Inktank Storage Inc.
- Type: Subsidiary of Red Hat; Private company
- Industry: Computer storage
- Founded: 2011; 15 years ago
- Headquarters: Los Angeles, California,
- Key people: Sage Weil (Founder & CTO) Bryan Bogensberger (Founder & CEO)
- Website: inktank.com at the Wayback Machine (archived 2013-03-27)

= Inktank Storage =

Data sorage company

Inktank Storage was the lead development contributor and financial sponsor company behind the open source Ceph distributed file system. Inktank was founded by Sage Weil and Bryan Bogensberger and initially funded by DreamHost, Citrix and Mark Shuttleworth.
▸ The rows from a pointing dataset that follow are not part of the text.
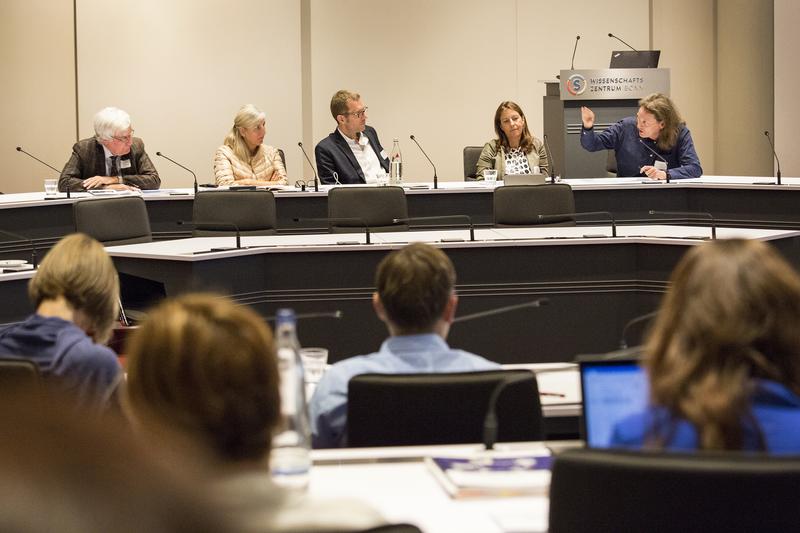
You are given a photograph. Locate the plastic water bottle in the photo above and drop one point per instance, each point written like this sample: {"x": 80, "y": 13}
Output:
{"x": 396, "y": 165}
{"x": 290, "y": 461}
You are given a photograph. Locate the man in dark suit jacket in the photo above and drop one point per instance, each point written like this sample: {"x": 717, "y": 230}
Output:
{"x": 112, "y": 159}
{"x": 353, "y": 150}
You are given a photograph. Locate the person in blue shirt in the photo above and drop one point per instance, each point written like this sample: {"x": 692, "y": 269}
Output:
{"x": 416, "y": 299}
{"x": 723, "y": 356}
{"x": 655, "y": 143}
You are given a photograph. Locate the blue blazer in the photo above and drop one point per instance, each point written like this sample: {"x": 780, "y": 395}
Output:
{"x": 334, "y": 155}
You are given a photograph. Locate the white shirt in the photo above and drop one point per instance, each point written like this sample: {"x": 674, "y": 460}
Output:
{"x": 365, "y": 155}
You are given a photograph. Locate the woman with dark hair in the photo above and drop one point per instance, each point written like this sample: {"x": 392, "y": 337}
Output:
{"x": 723, "y": 357}
{"x": 655, "y": 143}
{"x": 515, "y": 151}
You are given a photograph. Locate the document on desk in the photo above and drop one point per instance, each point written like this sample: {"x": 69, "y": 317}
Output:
{"x": 495, "y": 475}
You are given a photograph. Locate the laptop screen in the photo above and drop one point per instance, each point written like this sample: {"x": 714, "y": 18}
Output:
{"x": 612, "y": 390}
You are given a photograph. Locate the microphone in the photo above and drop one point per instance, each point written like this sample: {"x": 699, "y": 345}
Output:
{"x": 19, "y": 149}
{"x": 183, "y": 167}
{"x": 23, "y": 238}
{"x": 623, "y": 42}
{"x": 771, "y": 145}
{"x": 316, "y": 179}
{"x": 441, "y": 217}
{"x": 689, "y": 215}
{"x": 641, "y": 141}
{"x": 208, "y": 224}
{"x": 551, "y": 163}
{"x": 435, "y": 178}
{"x": 608, "y": 214}
{"x": 574, "y": 49}
{"x": 623, "y": 341}
{"x": 539, "y": 302}
{"x": 340, "y": 219}
{"x": 490, "y": 421}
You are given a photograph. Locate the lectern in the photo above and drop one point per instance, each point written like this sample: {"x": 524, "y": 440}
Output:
{"x": 613, "y": 94}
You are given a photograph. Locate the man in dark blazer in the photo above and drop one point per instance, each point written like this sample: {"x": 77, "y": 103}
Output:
{"x": 112, "y": 159}
{"x": 353, "y": 150}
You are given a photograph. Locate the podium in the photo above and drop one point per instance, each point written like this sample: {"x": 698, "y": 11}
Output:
{"x": 613, "y": 94}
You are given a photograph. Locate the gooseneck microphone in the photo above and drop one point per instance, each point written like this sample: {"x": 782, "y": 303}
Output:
{"x": 441, "y": 217}
{"x": 609, "y": 215}
{"x": 19, "y": 149}
{"x": 183, "y": 167}
{"x": 550, "y": 163}
{"x": 574, "y": 49}
{"x": 23, "y": 238}
{"x": 774, "y": 154}
{"x": 623, "y": 42}
{"x": 210, "y": 224}
{"x": 435, "y": 178}
{"x": 316, "y": 178}
{"x": 690, "y": 215}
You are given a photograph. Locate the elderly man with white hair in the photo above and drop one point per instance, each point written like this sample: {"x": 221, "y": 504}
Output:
{"x": 112, "y": 159}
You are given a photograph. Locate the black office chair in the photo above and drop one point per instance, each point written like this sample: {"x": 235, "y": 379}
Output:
{"x": 113, "y": 221}
{"x": 623, "y": 492}
{"x": 254, "y": 212}
{"x": 521, "y": 205}
{"x": 471, "y": 156}
{"x": 448, "y": 408}
{"x": 374, "y": 206}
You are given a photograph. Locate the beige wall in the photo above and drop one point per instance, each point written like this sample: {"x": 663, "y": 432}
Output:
{"x": 37, "y": 107}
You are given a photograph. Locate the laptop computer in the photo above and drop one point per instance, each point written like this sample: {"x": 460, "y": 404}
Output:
{"x": 635, "y": 58}
{"x": 612, "y": 388}
{"x": 524, "y": 179}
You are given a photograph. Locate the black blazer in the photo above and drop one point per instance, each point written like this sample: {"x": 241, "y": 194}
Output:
{"x": 334, "y": 155}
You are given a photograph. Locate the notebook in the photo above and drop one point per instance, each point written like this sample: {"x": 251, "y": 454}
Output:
{"x": 612, "y": 388}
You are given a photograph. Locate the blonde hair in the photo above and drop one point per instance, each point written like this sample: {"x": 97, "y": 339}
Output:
{"x": 249, "y": 116}
{"x": 80, "y": 270}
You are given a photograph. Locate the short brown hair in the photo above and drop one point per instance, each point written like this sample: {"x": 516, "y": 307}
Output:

Red Hat acquired Inktank Storage for $175 Million in April 2014.

== History ==
Inktank was created to offer professional services and support for the open source Ceph storage system. CTO and founder Sage Weil started the open source Ceph project in 2004 for his doctoral dissertation at the University of California, Santa Cruz. In August 2012, Inktank joined the Linux Foundation to further open source technologies such as Ceph. In September 2012, Mark Shuttleworth invested 1 million dollars to help support the progression of Ceph.

== Coverage==
In July 2012, Inktank was listed in the Infostor 6 Storage Startups to Watch and was listed in CRN The 10 Coolest Storage Startups of 2012. In May 2012, Inktank was listed in CRN 10 Hot Emerging Vendors.